I found feminism in the fall of 2005. I was an American soldier at the time, interested in going into politics, and started my college career as a political science studies major. Something about gender studies pulled me in. If I wanted to change lives and help women, I needed to know their plight. I signed up for my first women’s studies class – Women’s Voices, Feminist Visions, it was called, and immediately got pulled into the feminist world. Feminism grabbed me by the collar, pulled me and loved and respected me. I eventually became a women’s studies major as well, and relished in the feminist organizations on campus and weekend getaways at feminist conferences. But as I grew within politics as well as the movement, there was a sense of uneasiness – one that I completely ignored and wrote off as male privilege tugging at me. Eventually, I’d had enough. I turned in my feminist card, began to look at feminism from a larger perspective, and while I still stand for gender equality and believe with every fiber of my being that we have a responsibility to end sexism, the majority of which directed at women, I could no longer call myself a feminist. I went quietly because I knew the movement wasn’t about me. It was about women. Yet, with the fallout this week between the pro-feminist males at the Good Men Project, I can no longer stay quiet. The problems I had with the movement are the very same ones that played out recently. To put it more succinctly, the pro-feminist movement, although good by intentions, currently faces many problems and is a symptom of the larger cause with the feminist movement. I want to address these problems today, not because I want to attack it, but because I feel it can improve.
Being a man within the feminist movement isn’t easy. Right from the start, in Feminism 101 or whatever the name that version of the class is called at each Women’s Studies department, we are told to let go of our privilege and listen to women. We’re told to be aware of our gender and the power that it came with. We’re reminded that no matter how we view ourselves – that even if we think ourselves as just another well-intentioned guy looking to end gender discriminations, that we would be looked at differently by women, that we might inadvertently pose a threat by our actions, because of women’s experiences.

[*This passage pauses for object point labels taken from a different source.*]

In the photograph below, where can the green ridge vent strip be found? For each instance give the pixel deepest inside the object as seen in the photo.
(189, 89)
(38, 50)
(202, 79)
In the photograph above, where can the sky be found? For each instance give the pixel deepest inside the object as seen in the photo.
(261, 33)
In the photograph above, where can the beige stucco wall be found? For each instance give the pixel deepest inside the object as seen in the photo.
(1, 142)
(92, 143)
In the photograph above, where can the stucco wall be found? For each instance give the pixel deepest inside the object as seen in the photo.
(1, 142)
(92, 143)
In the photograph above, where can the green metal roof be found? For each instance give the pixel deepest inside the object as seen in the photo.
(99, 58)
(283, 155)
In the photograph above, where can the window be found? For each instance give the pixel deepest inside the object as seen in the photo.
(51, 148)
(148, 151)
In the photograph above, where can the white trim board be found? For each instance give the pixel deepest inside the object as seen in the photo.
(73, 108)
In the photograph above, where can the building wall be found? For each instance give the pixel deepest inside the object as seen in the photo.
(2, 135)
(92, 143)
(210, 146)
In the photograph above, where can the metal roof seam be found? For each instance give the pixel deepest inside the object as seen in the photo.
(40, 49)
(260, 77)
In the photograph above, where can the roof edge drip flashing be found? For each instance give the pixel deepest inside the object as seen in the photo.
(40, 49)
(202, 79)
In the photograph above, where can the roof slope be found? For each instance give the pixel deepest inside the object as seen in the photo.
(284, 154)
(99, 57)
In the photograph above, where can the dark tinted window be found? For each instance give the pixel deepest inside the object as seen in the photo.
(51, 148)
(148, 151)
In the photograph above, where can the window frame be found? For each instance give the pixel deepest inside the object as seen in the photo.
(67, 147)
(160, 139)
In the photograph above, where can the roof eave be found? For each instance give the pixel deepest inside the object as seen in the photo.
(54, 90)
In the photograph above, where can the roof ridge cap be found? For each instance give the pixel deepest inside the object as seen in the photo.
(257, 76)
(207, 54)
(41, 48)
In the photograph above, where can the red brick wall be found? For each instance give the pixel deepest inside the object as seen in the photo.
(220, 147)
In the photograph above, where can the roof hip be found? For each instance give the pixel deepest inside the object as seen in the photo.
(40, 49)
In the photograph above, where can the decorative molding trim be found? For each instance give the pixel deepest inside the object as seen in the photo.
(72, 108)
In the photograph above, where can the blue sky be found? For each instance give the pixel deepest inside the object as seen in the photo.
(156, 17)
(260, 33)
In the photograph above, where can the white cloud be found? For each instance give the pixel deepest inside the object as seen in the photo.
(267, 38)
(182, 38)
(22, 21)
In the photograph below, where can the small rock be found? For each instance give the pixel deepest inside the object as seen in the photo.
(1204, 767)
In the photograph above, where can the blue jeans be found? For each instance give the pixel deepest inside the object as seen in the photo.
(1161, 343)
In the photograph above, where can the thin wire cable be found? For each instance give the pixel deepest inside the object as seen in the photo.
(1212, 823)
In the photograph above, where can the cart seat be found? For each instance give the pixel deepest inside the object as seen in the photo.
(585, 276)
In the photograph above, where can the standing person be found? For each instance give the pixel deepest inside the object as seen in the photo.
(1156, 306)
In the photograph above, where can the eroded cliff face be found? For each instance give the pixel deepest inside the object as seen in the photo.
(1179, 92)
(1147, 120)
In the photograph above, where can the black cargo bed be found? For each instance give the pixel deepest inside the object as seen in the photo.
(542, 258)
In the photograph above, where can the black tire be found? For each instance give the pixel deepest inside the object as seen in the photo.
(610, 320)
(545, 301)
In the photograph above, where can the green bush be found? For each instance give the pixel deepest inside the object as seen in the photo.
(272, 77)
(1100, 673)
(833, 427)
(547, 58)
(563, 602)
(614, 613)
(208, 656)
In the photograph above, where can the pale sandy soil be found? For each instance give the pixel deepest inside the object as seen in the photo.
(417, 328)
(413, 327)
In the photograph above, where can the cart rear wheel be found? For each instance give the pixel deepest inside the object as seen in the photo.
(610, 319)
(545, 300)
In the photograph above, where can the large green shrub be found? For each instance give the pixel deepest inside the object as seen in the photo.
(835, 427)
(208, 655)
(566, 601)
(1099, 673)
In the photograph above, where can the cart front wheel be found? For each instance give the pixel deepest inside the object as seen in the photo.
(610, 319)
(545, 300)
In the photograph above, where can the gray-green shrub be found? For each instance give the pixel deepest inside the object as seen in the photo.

All fair points. Men within the movement do need to examine their actions and what they say, and indeed, men do have privilege and power within the movement. But that ends there. Because men are the minorities within the movement, and because we’re told to give up certain privileges and expectations, within the movement, men are not the ones in power. There’s nothing wrong with that. A reversal in roles within gender politics can be good. But such expectations become a problem when, rather being stuck in “gender neutral,” which is just as bad, the movement becomes stuck on gender overall. That is, when men’s gender becomes the focus of what they have to say, and women’s experiences become “truth” within the movement, we’re no longer practicing feminism; we’re deciding whether we agree with a person and what they have to say valid based on gender.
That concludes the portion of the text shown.